Kitaplardan birinde yer alan bir mektubun girişine bakalım ve aşkla anadilin birlikteliğinin taşıdığı büyünün güzelliğini görelim.
İnsanın yaşadığı derin duyguları, söze dökememesinin acısı ne büyükmüş meğer!
“Lyon’dan Paris’e, 31 Mayıs 1932
Ernestine,
Dilimizi bilmenizi, hiçbir zaman bugünkü gibi arzu etmemiştim. Size söyleyecek o kadar şey var ki bu ödünç alınmış kelimelerle bütün bunları size anlatmam hemen imkânsız olacak…”
(Bedri Rahmi-Eren Eyuboğlu Aşk Mektupları 1932-1933 Yayına Hazırlayan: Mehmet Hamdi Eyuboğlu, Türkiye İş Bankası Kültür Yayınları, İstanbul, Kasım 1999, s.45)
Bedri Rahmi; yaşama sevincinden, yurt sevgisine, aşktan özleme, doğadan türkülere uzanan geniş yelpazede yalın şiirler yazdı. Açık, aydınlık bir şiirden yana oldu. Dupduru sevgilerin ardı sıra gitti.
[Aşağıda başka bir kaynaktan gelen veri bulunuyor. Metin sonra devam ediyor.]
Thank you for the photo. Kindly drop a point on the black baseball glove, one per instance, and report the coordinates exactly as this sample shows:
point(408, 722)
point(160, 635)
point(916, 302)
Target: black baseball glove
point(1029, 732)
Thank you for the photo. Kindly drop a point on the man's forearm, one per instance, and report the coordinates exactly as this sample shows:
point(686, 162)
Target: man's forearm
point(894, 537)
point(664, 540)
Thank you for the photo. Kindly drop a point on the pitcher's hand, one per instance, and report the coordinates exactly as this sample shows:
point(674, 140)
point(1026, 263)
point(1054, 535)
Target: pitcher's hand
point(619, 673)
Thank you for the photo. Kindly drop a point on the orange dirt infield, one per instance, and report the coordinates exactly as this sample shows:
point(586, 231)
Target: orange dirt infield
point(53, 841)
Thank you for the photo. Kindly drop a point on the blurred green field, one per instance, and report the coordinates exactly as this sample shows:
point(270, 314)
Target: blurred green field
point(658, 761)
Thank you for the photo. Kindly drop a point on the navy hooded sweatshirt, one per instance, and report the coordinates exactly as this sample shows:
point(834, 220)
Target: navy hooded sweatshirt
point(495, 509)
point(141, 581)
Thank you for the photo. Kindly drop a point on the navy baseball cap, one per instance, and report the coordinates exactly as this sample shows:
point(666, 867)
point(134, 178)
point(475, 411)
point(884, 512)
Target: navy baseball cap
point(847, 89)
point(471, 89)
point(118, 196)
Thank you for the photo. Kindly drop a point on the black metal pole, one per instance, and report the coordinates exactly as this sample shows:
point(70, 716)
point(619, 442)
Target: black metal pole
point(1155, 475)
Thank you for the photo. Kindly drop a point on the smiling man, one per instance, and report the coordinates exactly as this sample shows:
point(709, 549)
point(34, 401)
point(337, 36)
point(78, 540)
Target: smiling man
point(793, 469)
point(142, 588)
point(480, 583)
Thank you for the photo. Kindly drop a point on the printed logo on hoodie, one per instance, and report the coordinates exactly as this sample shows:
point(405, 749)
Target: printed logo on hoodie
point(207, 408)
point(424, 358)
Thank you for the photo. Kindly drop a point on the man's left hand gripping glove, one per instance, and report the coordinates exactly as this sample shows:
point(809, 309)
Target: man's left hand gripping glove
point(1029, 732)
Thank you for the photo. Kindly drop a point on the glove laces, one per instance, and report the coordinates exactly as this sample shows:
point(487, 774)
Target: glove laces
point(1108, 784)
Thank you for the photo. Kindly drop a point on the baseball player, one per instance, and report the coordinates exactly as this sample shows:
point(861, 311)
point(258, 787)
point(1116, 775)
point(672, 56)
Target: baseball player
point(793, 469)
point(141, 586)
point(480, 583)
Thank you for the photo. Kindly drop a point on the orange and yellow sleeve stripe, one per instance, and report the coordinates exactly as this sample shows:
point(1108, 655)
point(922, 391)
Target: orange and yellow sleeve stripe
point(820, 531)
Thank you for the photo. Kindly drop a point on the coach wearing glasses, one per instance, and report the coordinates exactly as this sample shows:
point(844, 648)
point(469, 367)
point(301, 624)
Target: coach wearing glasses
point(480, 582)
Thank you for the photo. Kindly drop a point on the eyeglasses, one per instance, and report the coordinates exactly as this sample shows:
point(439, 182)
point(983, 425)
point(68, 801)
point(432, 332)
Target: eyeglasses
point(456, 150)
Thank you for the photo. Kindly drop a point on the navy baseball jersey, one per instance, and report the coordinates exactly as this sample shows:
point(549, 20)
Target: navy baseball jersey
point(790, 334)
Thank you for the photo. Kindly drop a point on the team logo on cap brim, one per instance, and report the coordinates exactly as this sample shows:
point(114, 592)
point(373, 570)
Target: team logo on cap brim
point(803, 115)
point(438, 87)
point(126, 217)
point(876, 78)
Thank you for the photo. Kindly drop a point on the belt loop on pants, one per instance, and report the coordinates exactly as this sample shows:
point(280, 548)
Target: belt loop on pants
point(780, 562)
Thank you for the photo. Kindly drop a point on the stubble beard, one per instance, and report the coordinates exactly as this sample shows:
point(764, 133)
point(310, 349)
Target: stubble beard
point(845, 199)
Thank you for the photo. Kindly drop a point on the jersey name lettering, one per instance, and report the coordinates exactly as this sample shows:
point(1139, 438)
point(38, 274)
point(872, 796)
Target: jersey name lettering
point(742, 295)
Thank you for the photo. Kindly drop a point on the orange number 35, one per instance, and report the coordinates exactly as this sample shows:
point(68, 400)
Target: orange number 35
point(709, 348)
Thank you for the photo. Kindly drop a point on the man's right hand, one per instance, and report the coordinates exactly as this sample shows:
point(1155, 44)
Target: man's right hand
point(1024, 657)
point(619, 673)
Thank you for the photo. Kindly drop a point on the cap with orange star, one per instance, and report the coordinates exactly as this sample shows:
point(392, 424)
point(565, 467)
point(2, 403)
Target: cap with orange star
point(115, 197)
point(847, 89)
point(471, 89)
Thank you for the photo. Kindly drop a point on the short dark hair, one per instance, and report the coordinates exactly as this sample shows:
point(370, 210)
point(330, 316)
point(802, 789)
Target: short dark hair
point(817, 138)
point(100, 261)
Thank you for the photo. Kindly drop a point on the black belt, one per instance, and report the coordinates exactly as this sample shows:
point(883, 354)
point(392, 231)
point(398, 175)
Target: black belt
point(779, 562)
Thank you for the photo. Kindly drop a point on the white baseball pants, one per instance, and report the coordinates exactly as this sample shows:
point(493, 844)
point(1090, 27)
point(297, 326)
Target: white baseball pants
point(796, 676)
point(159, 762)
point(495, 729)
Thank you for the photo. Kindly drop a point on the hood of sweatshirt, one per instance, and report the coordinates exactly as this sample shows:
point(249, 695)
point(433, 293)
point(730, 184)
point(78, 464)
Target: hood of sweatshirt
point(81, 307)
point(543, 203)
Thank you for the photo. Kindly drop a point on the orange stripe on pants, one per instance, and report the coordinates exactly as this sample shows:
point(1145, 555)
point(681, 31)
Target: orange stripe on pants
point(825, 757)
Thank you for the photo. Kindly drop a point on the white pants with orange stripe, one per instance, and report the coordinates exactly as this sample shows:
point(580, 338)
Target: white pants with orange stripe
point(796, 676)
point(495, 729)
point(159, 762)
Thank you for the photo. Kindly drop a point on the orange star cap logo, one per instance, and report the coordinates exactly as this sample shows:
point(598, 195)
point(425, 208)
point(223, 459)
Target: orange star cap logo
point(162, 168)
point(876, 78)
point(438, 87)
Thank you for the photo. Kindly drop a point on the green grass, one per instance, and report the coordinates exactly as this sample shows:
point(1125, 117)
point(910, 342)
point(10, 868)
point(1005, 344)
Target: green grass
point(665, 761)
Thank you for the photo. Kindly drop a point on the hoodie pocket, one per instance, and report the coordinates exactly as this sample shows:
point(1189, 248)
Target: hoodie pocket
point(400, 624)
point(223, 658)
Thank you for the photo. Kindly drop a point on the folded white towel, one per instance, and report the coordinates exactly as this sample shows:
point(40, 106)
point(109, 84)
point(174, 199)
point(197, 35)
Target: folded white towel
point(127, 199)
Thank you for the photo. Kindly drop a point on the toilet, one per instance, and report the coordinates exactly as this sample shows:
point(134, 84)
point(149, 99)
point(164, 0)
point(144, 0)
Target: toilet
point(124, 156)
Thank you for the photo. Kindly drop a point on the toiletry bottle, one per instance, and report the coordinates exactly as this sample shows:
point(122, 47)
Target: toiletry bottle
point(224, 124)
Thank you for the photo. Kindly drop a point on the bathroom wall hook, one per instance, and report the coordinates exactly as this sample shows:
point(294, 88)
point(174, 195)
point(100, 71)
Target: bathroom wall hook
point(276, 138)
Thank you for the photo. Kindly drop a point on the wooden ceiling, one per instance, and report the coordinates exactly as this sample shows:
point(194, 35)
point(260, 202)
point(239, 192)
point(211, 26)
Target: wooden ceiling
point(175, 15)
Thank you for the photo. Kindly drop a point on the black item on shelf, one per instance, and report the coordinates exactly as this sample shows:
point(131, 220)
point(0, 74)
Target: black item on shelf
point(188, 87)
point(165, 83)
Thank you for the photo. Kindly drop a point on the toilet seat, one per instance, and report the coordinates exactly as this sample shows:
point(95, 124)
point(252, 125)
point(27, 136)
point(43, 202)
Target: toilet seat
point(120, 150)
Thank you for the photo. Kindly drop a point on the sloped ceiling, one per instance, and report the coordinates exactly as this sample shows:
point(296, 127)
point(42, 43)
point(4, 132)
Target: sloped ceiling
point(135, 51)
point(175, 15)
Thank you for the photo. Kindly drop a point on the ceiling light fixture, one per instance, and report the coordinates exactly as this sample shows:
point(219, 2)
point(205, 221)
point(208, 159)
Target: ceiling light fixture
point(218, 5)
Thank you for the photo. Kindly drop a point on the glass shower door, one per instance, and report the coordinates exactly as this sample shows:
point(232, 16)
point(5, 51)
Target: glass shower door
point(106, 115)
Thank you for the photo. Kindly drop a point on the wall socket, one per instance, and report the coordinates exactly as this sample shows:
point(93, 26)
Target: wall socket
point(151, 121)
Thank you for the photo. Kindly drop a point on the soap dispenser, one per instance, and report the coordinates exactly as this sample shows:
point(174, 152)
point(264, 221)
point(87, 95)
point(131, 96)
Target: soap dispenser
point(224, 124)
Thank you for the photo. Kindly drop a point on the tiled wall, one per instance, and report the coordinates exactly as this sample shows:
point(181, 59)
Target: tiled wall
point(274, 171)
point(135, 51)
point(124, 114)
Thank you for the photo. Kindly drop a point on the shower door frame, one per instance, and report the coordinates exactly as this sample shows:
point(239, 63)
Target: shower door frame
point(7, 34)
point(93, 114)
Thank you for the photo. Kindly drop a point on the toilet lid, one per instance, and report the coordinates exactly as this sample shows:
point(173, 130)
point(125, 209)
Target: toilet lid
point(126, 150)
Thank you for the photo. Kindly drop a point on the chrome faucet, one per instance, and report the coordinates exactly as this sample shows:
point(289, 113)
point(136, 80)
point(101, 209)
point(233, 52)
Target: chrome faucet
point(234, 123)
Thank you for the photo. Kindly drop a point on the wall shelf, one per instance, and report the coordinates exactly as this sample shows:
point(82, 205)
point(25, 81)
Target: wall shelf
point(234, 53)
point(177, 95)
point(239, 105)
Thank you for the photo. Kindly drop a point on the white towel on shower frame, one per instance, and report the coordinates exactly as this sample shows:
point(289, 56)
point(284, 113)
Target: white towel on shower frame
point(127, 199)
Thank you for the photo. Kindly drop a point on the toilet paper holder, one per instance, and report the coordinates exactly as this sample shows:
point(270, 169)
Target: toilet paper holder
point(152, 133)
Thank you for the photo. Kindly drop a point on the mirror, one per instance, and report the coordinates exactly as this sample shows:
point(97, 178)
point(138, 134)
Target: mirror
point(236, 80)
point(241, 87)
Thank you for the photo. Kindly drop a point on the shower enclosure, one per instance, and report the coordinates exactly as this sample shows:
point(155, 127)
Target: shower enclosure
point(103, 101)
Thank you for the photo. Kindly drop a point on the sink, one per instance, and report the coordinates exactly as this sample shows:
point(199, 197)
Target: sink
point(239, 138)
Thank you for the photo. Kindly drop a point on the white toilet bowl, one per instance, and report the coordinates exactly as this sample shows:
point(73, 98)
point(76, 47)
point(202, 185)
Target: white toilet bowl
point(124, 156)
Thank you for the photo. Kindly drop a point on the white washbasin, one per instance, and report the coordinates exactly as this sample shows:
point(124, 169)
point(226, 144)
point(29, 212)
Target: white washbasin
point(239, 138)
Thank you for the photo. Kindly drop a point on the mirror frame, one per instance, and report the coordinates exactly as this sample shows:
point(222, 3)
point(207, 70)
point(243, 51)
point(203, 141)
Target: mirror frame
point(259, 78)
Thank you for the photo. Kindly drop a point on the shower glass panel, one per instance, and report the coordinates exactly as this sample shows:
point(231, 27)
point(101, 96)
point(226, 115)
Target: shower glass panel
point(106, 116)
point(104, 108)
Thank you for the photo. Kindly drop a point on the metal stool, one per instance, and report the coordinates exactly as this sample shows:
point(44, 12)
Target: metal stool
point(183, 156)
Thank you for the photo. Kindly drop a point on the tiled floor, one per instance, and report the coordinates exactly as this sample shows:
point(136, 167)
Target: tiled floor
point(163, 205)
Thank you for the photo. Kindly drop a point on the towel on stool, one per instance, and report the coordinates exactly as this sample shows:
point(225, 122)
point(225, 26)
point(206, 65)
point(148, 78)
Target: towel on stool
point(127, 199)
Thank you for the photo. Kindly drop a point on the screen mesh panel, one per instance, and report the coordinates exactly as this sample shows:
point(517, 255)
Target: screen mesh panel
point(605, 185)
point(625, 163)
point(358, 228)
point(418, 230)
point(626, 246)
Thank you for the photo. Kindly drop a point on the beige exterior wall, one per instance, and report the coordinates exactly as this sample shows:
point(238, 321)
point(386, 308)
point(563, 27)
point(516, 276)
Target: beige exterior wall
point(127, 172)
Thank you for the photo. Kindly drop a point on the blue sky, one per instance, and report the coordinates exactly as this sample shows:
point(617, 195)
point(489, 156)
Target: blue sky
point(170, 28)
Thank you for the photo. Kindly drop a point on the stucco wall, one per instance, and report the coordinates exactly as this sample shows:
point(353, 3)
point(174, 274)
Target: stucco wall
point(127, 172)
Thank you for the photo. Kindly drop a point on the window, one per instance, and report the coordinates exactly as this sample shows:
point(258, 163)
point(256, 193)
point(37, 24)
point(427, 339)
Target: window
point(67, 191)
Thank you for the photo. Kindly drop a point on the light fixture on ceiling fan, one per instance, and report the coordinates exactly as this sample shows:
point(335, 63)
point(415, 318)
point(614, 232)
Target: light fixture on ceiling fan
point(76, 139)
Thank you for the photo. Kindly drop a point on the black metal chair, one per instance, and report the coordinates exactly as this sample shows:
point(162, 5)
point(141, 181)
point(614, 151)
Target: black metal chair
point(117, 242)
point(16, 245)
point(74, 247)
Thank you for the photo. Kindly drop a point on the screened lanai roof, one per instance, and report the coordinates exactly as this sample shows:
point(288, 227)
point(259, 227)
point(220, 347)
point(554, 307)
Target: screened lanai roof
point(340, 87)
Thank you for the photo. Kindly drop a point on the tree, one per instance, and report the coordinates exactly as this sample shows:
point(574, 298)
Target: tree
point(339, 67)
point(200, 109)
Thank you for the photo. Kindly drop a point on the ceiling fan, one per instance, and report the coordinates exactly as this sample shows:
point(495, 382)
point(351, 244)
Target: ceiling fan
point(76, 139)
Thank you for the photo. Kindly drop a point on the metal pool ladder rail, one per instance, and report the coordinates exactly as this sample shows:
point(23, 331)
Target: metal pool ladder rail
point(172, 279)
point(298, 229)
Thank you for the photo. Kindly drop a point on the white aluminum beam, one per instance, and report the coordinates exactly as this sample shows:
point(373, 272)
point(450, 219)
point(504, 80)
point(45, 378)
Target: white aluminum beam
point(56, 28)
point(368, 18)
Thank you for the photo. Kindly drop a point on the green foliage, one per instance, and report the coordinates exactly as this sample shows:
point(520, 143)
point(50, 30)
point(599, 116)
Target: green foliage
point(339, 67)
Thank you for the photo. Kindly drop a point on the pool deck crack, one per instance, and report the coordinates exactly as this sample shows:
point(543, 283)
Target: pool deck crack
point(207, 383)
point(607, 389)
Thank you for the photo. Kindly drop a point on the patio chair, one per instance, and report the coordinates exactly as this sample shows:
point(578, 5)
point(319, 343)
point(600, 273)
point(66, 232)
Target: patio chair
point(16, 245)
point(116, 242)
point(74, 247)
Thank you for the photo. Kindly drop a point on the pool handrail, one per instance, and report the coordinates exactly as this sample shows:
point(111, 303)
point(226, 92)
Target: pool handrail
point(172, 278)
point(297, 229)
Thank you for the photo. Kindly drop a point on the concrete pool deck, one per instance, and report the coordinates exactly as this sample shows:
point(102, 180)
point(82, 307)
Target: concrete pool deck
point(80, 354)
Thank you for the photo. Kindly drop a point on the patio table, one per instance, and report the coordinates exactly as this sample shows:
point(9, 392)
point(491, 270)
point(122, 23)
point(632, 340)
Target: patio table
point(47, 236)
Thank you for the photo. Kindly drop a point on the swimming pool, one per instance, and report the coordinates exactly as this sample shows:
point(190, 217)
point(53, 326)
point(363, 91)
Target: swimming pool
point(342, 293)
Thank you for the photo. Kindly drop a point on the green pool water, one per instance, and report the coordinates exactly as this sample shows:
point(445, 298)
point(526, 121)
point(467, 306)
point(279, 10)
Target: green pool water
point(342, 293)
Yurt gerçeklerini keskin bir söylemle dile getirmemiş olsa da yurt insanının tutkularını, özlemlerini, sevgilerini duyarlı bir dille anlatmaya çalıştı. Mahmut Makal’ın emeğini hor görenlere gönderme yaptığı gibi “İki gözünde iki zindan / On parmağında on çeşme nur” alarak betimlediği Âşık Veysel’e de sahip çıktı.
Şiirlerindeki duyarlığı, düzyazılarında memleket insanına olan sevgisine, halkının yaratıcılığına bağladı.
“Yaşadım!
Erik ağaçları şahidimdir”
“Karadut” şairi Bedri Rahmi, “Ben güzele güzel demem / Güzel faydalı olmalı” ilkesinin ışığında yaşadı. Buna biz de, “erik ağaçları” da tanıktır.
Cerrahpaşa Hastanesi’nde yattığı odanın kapısına astırdığı yazı ne anlamlıdır: “Reisler, İyiyim ama kusura bakmayın çok çok yorgunum. Bağışlayın beni.”
Bedri Rahmi’nin yaşamı sanatçının ölümsüzlüğüne bir örnektir.
Sanat dünyamızın kutupyıldızı Bedri Rahmi’yi ölümünün 45. Yılında sevgiyle anıyoruz.